Parsing log files using Python and RegEx

Parsing log files using Python and RegEx

Learning Python for log parsing is very important in the security field, specifically for analysts.
I wanted to showcase exactly how this could be done using RegEx in Python and some example log files, so the exact steps I'll be taking are:

  • Reading content from the log files

  • Converting strings into lists

  • Updating the files

So to get started we first have a few log files.

As we can see we have 3 files - error_message.csv, user_statistics.csv and syslog.log
Now we can see that the files are in 2 formats - .csv and .log, python can take these 2 formats and can read, write or append to them.
For this example, we'll take the current files and use them to create new files ending with a _parsed at the end of their names, as to preserve the original log files.
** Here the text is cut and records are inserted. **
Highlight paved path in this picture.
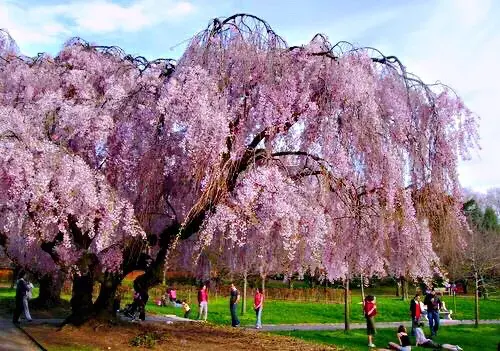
[0,318,40,351]
[258,319,500,331]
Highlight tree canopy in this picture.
[0,14,477,320]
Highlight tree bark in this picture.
[396,279,401,297]
[400,276,408,301]
[361,274,365,303]
[344,279,351,331]
[474,272,479,328]
[94,273,121,318]
[30,272,66,309]
[64,272,95,326]
[241,271,248,315]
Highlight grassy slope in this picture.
[277,325,500,351]
[142,296,500,325]
[0,288,500,325]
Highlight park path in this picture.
[0,318,41,351]
[258,319,500,331]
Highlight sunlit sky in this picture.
[0,0,500,191]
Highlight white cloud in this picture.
[380,0,500,189]
[0,0,195,48]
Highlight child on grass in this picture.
[181,300,191,318]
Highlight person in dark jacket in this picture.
[424,289,442,337]
[12,272,29,324]
[363,295,377,347]
[198,284,208,322]
[229,283,240,327]
[410,294,422,336]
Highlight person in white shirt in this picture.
[415,323,462,351]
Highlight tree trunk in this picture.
[10,264,21,289]
[94,273,121,318]
[30,272,66,309]
[361,274,365,303]
[396,279,401,297]
[241,272,248,315]
[400,277,408,301]
[344,279,351,331]
[64,272,95,325]
[474,272,479,328]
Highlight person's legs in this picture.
[198,301,208,322]
[411,318,420,336]
[230,303,240,327]
[139,302,146,321]
[256,307,262,328]
[420,340,441,349]
[434,311,440,335]
[427,312,434,336]
[12,298,23,323]
[23,296,31,321]
[387,341,401,351]
[229,304,236,327]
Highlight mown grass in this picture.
[0,288,500,325]
[276,325,500,351]
[140,296,500,325]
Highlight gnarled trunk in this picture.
[344,279,351,330]
[64,272,95,325]
[30,272,66,309]
[94,273,121,318]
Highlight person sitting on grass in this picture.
[181,300,191,318]
[415,323,462,351]
[388,325,411,351]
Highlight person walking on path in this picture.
[12,272,31,324]
[415,323,462,351]
[181,300,191,319]
[424,289,442,337]
[253,288,264,329]
[198,284,208,322]
[410,294,422,336]
[23,280,33,322]
[229,283,240,327]
[363,295,377,347]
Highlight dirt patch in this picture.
[25,322,339,351]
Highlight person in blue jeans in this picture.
[229,283,240,327]
[424,289,442,337]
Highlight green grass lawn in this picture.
[276,325,500,351]
[140,295,500,325]
[0,288,500,325]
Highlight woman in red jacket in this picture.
[363,295,377,347]
[253,288,264,329]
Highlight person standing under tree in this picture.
[253,288,264,329]
[229,283,240,327]
[12,272,31,324]
[363,295,377,347]
[198,284,208,322]
[424,289,442,337]
[181,300,191,319]
[410,294,422,336]
[23,280,34,322]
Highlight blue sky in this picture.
[0,0,500,191]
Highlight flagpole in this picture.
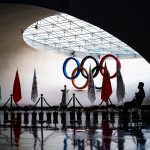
[41,94,43,150]
[73,93,76,146]
[10,94,13,146]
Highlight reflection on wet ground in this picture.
[0,110,150,150]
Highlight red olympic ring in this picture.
[100,54,121,78]
[71,67,88,90]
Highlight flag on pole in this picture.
[0,86,2,100]
[116,63,125,102]
[31,69,38,102]
[88,64,96,105]
[12,70,22,103]
[101,63,112,103]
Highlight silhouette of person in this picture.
[124,82,145,110]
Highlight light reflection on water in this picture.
[0,110,150,150]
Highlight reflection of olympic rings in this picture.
[63,54,121,89]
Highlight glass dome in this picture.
[23,13,140,58]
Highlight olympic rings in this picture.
[80,56,99,79]
[63,57,80,79]
[63,54,121,89]
[100,54,121,78]
[71,67,88,89]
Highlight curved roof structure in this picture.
[23,13,140,58]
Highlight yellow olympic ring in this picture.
[71,67,88,90]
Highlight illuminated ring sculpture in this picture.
[100,54,121,78]
[92,66,102,90]
[71,67,88,90]
[63,57,80,79]
[80,56,99,79]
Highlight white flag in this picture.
[0,86,2,100]
[116,63,125,102]
[88,65,96,105]
[31,70,38,102]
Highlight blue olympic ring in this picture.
[63,57,80,79]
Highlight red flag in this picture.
[13,70,22,103]
[101,63,112,103]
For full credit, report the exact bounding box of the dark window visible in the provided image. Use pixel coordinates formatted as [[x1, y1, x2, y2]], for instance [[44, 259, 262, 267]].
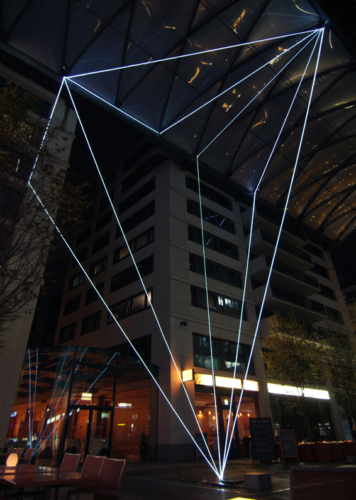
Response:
[[107, 288, 152, 324], [190, 286, 247, 321], [95, 210, 112, 232], [187, 200, 235, 234], [92, 232, 110, 255], [304, 243, 325, 260], [104, 168, 116, 186], [110, 255, 153, 293], [186, 177, 232, 210], [115, 335, 151, 363], [113, 227, 154, 264], [325, 306, 345, 325], [90, 255, 108, 276], [72, 247, 88, 267], [123, 141, 154, 172], [319, 283, 336, 301], [121, 153, 167, 194], [310, 262, 330, 279], [118, 177, 156, 215], [80, 311, 101, 335], [188, 225, 239, 259], [68, 272, 84, 290], [58, 323, 77, 344], [193, 333, 255, 375], [77, 226, 91, 245], [116, 200, 155, 238], [99, 189, 115, 212], [85, 281, 105, 306], [82, 206, 94, 224], [189, 254, 242, 288], [63, 295, 80, 316]]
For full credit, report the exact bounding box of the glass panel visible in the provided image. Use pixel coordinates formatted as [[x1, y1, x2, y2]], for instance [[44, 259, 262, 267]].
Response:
[[6, 0, 67, 73], [65, 0, 102, 67], [88, 410, 112, 456], [130, 1, 196, 59], [6, 347, 74, 459], [112, 385, 149, 460], [2, 0, 29, 31], [121, 64, 174, 130], [70, 26, 125, 78], [70, 364, 115, 407], [64, 408, 90, 462]]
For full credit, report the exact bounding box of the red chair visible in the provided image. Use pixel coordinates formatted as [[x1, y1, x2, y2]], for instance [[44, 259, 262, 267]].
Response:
[[20, 448, 35, 464], [67, 455, 105, 499], [93, 458, 126, 500], [59, 453, 80, 472]]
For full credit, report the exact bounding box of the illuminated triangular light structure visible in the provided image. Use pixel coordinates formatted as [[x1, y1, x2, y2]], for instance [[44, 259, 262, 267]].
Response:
[[29, 29, 324, 479]]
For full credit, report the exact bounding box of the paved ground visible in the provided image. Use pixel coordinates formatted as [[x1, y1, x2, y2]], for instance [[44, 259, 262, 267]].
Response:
[[121, 459, 296, 500]]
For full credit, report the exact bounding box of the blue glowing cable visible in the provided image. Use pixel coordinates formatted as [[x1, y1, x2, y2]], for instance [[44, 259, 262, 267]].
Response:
[[196, 156, 221, 474], [65, 82, 217, 470], [31, 346, 87, 453], [36, 347, 70, 454], [28, 78, 64, 182], [67, 29, 317, 79], [30, 347, 38, 448], [29, 183, 219, 477], [220, 33, 318, 466], [27, 349, 32, 446], [160, 32, 315, 135], [198, 32, 318, 156], [223, 28, 324, 469]]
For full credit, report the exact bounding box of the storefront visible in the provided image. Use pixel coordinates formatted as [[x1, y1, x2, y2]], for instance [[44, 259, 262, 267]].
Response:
[[6, 347, 157, 462]]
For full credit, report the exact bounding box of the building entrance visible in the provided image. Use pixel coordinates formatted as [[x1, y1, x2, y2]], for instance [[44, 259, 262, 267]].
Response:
[[64, 406, 112, 462]]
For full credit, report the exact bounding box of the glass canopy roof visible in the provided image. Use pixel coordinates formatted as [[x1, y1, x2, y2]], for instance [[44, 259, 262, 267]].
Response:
[[1, 0, 356, 242]]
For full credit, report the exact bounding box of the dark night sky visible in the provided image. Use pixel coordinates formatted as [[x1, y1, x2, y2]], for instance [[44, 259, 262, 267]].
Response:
[[67, 88, 356, 286]]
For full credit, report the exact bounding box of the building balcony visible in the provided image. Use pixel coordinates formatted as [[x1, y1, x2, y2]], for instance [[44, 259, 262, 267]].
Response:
[[242, 208, 307, 248], [249, 255, 320, 297], [254, 284, 325, 323], [245, 229, 313, 271]]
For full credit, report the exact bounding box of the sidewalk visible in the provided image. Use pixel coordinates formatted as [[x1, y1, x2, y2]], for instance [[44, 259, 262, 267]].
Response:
[[121, 458, 294, 500]]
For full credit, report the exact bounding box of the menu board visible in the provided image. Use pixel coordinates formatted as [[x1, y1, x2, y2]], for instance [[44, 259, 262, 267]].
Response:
[[250, 417, 277, 462], [195, 432, 209, 458], [278, 430, 299, 462]]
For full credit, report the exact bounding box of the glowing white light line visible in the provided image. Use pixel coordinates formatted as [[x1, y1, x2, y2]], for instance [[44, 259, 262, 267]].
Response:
[[34, 350, 87, 455], [28, 78, 64, 182], [30, 348, 87, 453], [198, 33, 318, 156], [160, 33, 315, 135], [29, 347, 38, 448], [34, 347, 70, 454], [29, 183, 219, 477], [65, 81, 215, 465], [224, 28, 324, 469], [27, 349, 32, 447], [196, 157, 221, 474], [65, 77, 159, 135], [224, 33, 318, 466], [66, 29, 318, 79]]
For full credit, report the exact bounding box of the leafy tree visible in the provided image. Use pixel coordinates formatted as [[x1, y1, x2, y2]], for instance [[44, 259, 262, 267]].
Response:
[[322, 330, 356, 430], [0, 83, 88, 329], [262, 311, 323, 438]]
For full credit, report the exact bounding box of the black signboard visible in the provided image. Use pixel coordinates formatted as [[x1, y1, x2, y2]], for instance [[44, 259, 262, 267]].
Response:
[[250, 417, 277, 462], [278, 430, 299, 463], [195, 432, 209, 458]]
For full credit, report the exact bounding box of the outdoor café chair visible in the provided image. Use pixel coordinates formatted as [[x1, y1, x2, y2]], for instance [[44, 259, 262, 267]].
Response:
[[67, 455, 105, 499], [59, 453, 80, 472], [20, 448, 35, 464], [67, 458, 126, 500]]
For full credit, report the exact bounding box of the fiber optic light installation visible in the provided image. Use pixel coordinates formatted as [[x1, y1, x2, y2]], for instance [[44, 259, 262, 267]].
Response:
[[28, 28, 324, 479]]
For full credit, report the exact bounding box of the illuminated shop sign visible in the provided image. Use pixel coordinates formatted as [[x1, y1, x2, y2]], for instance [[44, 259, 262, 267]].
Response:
[[267, 384, 330, 399]]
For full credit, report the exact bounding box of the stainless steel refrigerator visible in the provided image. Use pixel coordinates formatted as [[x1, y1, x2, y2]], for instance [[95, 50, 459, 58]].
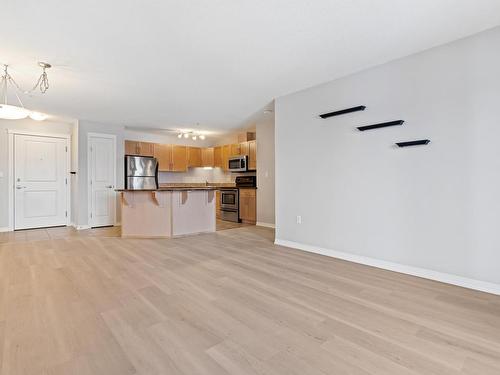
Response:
[[125, 155, 158, 190]]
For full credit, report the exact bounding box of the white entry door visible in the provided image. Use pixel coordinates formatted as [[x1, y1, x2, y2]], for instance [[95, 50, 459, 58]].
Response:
[[88, 134, 116, 227], [14, 134, 68, 229]]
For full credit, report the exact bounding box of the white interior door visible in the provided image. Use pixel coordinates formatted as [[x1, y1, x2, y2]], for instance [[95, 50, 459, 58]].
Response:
[[14, 134, 68, 229], [89, 135, 116, 227]]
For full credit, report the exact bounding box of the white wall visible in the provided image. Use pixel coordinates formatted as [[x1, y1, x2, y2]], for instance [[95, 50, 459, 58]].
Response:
[[276, 28, 500, 290], [0, 118, 73, 228], [256, 114, 275, 225], [76, 120, 229, 227]]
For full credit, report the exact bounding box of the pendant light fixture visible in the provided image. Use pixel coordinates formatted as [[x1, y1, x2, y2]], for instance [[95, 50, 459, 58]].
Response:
[[0, 62, 51, 121]]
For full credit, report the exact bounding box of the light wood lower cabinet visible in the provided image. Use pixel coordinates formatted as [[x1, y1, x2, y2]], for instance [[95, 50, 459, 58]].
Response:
[[240, 188, 257, 224], [187, 147, 202, 167]]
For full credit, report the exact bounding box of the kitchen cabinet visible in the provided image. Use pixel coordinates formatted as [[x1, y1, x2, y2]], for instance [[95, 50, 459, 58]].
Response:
[[238, 132, 255, 143], [214, 146, 224, 168], [153, 144, 188, 172], [201, 147, 214, 167], [172, 145, 187, 172], [240, 188, 257, 224], [187, 147, 202, 167], [248, 141, 257, 171], [222, 145, 231, 171], [125, 140, 154, 156]]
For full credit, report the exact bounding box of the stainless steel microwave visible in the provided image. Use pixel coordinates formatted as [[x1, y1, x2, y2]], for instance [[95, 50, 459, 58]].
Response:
[[228, 155, 248, 172]]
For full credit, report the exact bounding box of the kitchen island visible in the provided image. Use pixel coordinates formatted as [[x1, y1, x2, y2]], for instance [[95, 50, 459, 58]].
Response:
[[116, 186, 217, 238]]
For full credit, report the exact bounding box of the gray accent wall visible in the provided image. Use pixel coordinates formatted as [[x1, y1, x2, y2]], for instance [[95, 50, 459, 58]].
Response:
[[276, 28, 500, 284], [256, 114, 275, 226]]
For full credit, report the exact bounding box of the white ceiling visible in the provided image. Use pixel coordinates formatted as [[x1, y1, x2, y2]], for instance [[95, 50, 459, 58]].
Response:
[[0, 0, 500, 130]]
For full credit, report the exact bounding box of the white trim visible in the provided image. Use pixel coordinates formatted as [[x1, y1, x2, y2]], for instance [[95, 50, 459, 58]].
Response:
[[256, 221, 276, 229], [7, 129, 71, 231], [7, 129, 71, 139], [88, 132, 117, 229], [274, 239, 500, 295]]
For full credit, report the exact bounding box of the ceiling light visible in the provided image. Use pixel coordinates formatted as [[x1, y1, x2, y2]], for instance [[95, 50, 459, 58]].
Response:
[[0, 62, 51, 121], [0, 104, 30, 120], [29, 112, 49, 121]]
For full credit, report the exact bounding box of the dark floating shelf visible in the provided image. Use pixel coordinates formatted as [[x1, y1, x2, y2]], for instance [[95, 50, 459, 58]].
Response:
[[319, 105, 366, 118], [358, 120, 405, 132], [396, 139, 430, 147]]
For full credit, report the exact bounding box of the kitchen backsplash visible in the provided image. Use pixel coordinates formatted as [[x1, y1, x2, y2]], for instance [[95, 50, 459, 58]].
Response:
[[158, 168, 255, 184]]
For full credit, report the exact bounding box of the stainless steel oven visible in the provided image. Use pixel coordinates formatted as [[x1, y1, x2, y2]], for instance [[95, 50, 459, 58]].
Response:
[[227, 155, 248, 172], [220, 188, 240, 223]]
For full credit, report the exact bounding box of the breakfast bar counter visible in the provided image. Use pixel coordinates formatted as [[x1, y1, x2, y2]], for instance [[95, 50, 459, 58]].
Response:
[[116, 187, 217, 238]]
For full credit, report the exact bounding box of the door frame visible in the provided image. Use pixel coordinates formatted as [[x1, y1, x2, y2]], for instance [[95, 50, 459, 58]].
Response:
[[87, 133, 117, 228], [7, 129, 72, 232]]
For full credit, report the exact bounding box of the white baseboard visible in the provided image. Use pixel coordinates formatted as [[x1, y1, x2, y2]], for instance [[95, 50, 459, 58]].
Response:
[[274, 239, 500, 295], [256, 221, 276, 229], [75, 225, 90, 230]]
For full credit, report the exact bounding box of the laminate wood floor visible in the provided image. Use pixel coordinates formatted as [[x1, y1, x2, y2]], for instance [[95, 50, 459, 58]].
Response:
[[0, 226, 500, 375]]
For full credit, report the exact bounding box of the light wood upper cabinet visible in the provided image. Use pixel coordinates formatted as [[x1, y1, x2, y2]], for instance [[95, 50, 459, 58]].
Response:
[[187, 147, 201, 167], [201, 147, 214, 167], [154, 144, 172, 172], [154, 144, 187, 172], [125, 141, 154, 156], [247, 141, 257, 171], [139, 142, 155, 156], [214, 146, 224, 168], [240, 188, 257, 224], [229, 143, 241, 156], [172, 145, 187, 172], [222, 145, 231, 171]]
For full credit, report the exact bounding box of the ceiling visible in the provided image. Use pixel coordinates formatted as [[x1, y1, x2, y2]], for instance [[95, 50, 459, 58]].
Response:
[[0, 0, 500, 131]]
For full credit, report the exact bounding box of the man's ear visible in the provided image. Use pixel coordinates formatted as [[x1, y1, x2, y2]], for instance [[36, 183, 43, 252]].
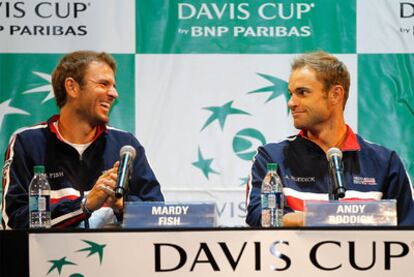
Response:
[[329, 85, 345, 105], [65, 77, 80, 98]]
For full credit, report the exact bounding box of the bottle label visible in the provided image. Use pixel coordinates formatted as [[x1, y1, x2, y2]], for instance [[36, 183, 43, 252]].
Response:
[[262, 193, 269, 209], [267, 193, 276, 209], [29, 195, 50, 212], [274, 192, 285, 210], [262, 209, 271, 227]]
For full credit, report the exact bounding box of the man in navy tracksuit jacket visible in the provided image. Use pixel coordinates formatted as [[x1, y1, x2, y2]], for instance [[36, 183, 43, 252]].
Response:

Let's start by opening our text editor of choice, and start writing our script called parse_logs.py (or whichever name you'd prefer).
First off let's start by first importing our files into our program and reading them:

# Create our file variables
error_message = "error_message.csv"
user_statistics = "user_statistics.csv"
syslog = "syslog.log"

# Read the files and store them in a variable
with open(error_message, "r") as error_log:
    error_file = error_log.read()

with open(user_statistics, "r") as user_log:
    user_file = user_log.read()

with open(syslog, "r") as sys_log:
    sys_file = sys_log.read()

Important: make sure your Python program is in the same directory as the log files, if it's not make sure to specify the directory.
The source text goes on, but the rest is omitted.